行基といえば聖武天皇の時代に奈良の大仏建立の責任者となったことで知られる僧。行動範囲は機内までだっただろうから、まさか関東までやってくるはずはないが、エライお坊さんだけに全国各地にやってきたという伝説が流布しているのだろう。
それでも、行基が武蔵国の山の中に蔵王権現を祀ったというのが興味深い。蔵王権現を祀る総本社の吉野金峰山寺の開祖は役行者(えんのぎょうじゃ、本名は役小角とも)。行基は668年の生まれで、役行者は634年の生まれ。

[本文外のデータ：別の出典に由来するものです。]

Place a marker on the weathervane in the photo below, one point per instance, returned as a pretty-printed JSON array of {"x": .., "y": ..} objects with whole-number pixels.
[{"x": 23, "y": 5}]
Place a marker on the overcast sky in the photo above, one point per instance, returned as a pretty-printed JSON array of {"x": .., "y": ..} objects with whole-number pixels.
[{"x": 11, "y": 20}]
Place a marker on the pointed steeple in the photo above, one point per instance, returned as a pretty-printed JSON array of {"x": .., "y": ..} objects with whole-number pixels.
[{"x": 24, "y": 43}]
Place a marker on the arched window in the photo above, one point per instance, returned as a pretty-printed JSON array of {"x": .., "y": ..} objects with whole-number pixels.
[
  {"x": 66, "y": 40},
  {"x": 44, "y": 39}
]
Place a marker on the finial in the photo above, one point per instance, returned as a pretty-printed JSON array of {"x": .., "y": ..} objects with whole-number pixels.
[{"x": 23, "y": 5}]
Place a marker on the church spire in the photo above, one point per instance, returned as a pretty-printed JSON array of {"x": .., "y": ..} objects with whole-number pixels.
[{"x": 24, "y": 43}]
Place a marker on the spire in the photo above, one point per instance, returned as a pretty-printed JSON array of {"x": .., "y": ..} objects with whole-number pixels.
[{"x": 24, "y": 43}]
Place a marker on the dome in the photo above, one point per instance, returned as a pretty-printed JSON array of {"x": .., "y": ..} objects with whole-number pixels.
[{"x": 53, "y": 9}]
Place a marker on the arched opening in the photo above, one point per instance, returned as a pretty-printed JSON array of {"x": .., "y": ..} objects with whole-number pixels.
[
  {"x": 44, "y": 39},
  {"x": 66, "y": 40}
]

時代がほぼ同じで、しかも両者とも山岳修行から出た宗教者だが、行基は聖武天皇の覚えめでたき高僧だったのに対して、役行者は権力から異端視された修験道の開祖。そんな2人だが、ひょっとして交流があり、実は互いに通じ合っていたのかもしれない。
参道で見つけたつぶあん入りおやき。
皮が歯ごたえがあって、おいしかった。
昔ながらの茅葺き屋根の家。
御岳山からはほぼ平坦な道を行く。
日の出山到着は12時15分ごろ。
標高は御岳山とほぼ同じぐらいだから、時間にして45分ほどの散歩コース。
東京都青梅市御岳2丁目と東京都西多摩郡日の出町大字大久野の境界に位置する標高902mの山。

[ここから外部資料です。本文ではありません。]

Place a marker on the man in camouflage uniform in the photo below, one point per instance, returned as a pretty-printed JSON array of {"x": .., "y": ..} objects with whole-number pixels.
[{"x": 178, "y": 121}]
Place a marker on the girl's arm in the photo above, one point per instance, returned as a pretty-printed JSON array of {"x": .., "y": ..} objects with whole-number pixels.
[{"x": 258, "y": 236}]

東側の関東平野の東京都心方面の眺望があり、そのため日の出山という名がついたといわれている。御岳山から見て日の出る方向にあることから日の出山という説もあるらしい。
景色を眺めながらの昼食。
山頂はまるで要塞のように岩で囲まれている。
ひょっとして御岳城の出城だったのかな?
12時30分ごろから下山開始。
ところが、つるつる温泉への下山道は下り一辺倒で、小石がゴロゴロしていて歩きにくい。その上、回りは杉林で眺望なし。ただ足元を気にして歩くだけの面白みのない下山だった。
もし、つるつる温泉方面から登ったとしたら、登り一辺倒でつらい山行となっただろうなー。
それでも、武蔵御獄神社から日の出山を経由してふもとまでの道は、道幅が広く、ほぼ一本道。ひょっとしてこの道は、かつての御岳城から鎌倉に通じる古い道であり、馬が走っていたかもしれない。
途中には馬頭観音があったが、これは馬の供養と交通の安全を祈願するものだ。
馬頭観音の隣には、ヤマトタケルノミコトが顎をかけて関東平野を見渡したという「顎掛岩」があった。
今は杉に覆われて見晴らしはよくないが、その昔は眺めもよく、畠山重忠も馬上からヤマトタケルノミコトの故事に思いを馳せながら関東平野を眺め、鎌倉をめざしたりしたのかもしれない。
そう思うと歴史のロマンを感じる。
つるつる温泉到着は14時ごろ。
1996年(平成8年)11月オープンの比較的新しい温泉。
地下1500mから汲み上げる温泉はアルカリ成分が高く、ひとたびお湯につかればお肌がツルツル、というのでつるつる温泉。
酷使した筋肉を揉みほぐしてゆったり。
やっぱり山登りのあとは温泉が一番だなー。
つるつる温泉からはバスで武蔵五日市駅へ。所要時間20分ほど。
16時6分発の立川行き電車で帰路につく。
晴天に恵まれ、平日だったので電車もバスも座れて、人もそれほど多くなく、快適な一日だった。